Cheap easy IPC is the major selling point of Erlang, and sadly I haven’t made any use of it at all so far! Furthermore, there is an ugly wart in the implementation: there’s no way to gracefully terminate it, short of terminating the entire Erlang process!

I see a happy solution.

gopher(Listen, Config) ->
    receive
        _ -> gen_tcp:close(Listen), exit(terminated)
    after 0 ->
        case gen_tcp:accept(Listen, 100) of
            {ok, Sock} ->
                Pid = spawn(fun() -> responder(Sock, Config) end),
                gen_tcp:controlling_process(Sock, Pid);

            _ -> ignored
        end
    end,

    gopher(Listen, Config).

The receive/after/end block is half of how Erlang does IPC. A receive is much like a case, it specifies a bunch of patterns (optionally with boolean guards attached), and executes the first matching pattern. The major difference is that receive blocks until a message is received. The after specifies a timeout, after which some code can be executed. However, if there are messages waiting to be processed, the timeout will not fire until all matching messages have been handled!

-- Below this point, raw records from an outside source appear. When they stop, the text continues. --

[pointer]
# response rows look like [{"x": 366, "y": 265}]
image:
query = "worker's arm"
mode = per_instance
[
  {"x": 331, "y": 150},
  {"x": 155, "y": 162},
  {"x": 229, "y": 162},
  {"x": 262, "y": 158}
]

The effect of this is to make the main loop behave like so: if there is a message waiting, immediately close the socket and terminate. Otherwise, block until either a connection is received or a 100ms timer (that’s the second parameter to gen_tcp:accept) passes. If a connection is received, fork off a thread to deal with it. Loop.

The second half of how Erlang does IPC is sending messages:

stop(Pid) -> Pid ! stop.

Actually, as gopher don’t check what the message contains, we could send anything, but I thought stop was clearest.

Not quite at the level of “thousands of frequently-communicating processes all happening in parallel distributed across multiple machines” that Erlang is touted for, but it’s my first go.

Retrospective

I quite liked the little of Erlang I had to use to implement this, and the weird syntax is now seeming a little less alien. I’m also now of the opinion that a Gopher server is a good project to get your feet wet with a new language: it’s a small and simple protocol, yet implementing a server requires:

  • File(system) access
  • IPC
  • Sockets
  • String/list processing
  • Threading

Definitely better than a “Hello, world!”